Thanks for the clarification! The wifi-network ID and password makes a lot more sense. Still wish Apple wasn’t giving such a vague warning.
I agree with @Rareapple3’s suggestions. Maybe Wyze has had a major data breach (or really, two? because I don’t think wifi-user ID and password is stored on their servers so there would need to be a longer chain of breaches) we’ll be hearing about it but for right now the most likely issue is that Apple’s new ‘data breach’ feature alerted you to a past data breach of your credentials.
But that’s speculation! Do your own homework and trust your own gut.
Correct, this iOS feature and notification from Apple was specific, it said that due to data breech at Wyze my router Wifi and password had been compromised and it provided the named WIFI SID and recommended that it be changed, and that the password be changed as well.
In this discussion, let us not lose sight of the fact that Wyze has apparently done little to notify customers when issues like this have arisen. As a customer I shouldn’t have to go to BleepingComputer, Redit, or CNET, or any of a half a dozen other tech news outlets to learn that they left a database open for internet access and my information was in it. THEY SHOULD BE IN FRONT OF SUCH OCCURRANCES, accept responsibility, and provide guidance on how to remedy the situation. Instead, they remain in the background perhaps hoping the majority of their trusting patrons never find out because it could be bad for sales. In this case I am lucky because Apple had my back.
They have never notified me and now that I know, I am done trusting them, because they didn’t treat me or my data in a professional manner…
BY THE WAY - TO ALL ANDROID MOBILE USERS, your data may have been breeched as well, you aren’t immune, your phone vendor just has no way to notify you.
RECOMMENDATION - unless WYZE can guarantee you were not affected, (good luck with that), to be on the safe side if you own Wyze gear that connects back to WYZE servers, change your WIFI SID and PASSWORD, perhaps regularly, because you never will know when the next data breech could occur.
Now won’t that make having all this ‘smart’ equipment so much more fun to have and use.
Boy, I really wish Apple had given you more context.
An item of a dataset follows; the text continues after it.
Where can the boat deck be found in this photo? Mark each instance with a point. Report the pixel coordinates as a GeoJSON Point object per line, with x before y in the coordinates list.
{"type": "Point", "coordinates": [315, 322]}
Without more information it’s very difficult to diagnose or even believe.
Let’s take Wyze v3 cameras. You can’t reset the network settings through the app. It appears the app doesn’t have access to the camera’s wifi settings, just read-only access on the network name. So that means, for some unknown reason, Wyze would have had to setup the cameras to send the wifi-ID and password back to their servers. There is simply no conceivable reason to do this. It’s all risk and no benefit. It doesn’t help Wyze at all to keep this data.
So, either (a) Apple is right and Wyze has been stupidly, secretly harvesting wifi-SSIDs and passwords for no reason and storing them in a database that was breached or (b) Apple is mistaken in some way (e.g. the breach came from somewhere else but got assigned to Wyze).
It’s possible Apple is correct but you’d think if they were that it’d be all over the news (or Apple would provide more information itself). I’m not saying you’re wrong, companies do stupid stuff all the time, I’m just saying this is an extraordinary claim because the chain of events required is so extraordinary.
For example, if Apple claimed there was a Wyze data breach of Wyze account usernames and passwords, or forum names/passwords that would be far more believable. Wyze obviously has databases of that information.
Hopefully, we’ll hear more soon. If you get any more detailed info on the claim or a screenshot I’d be curious to see it.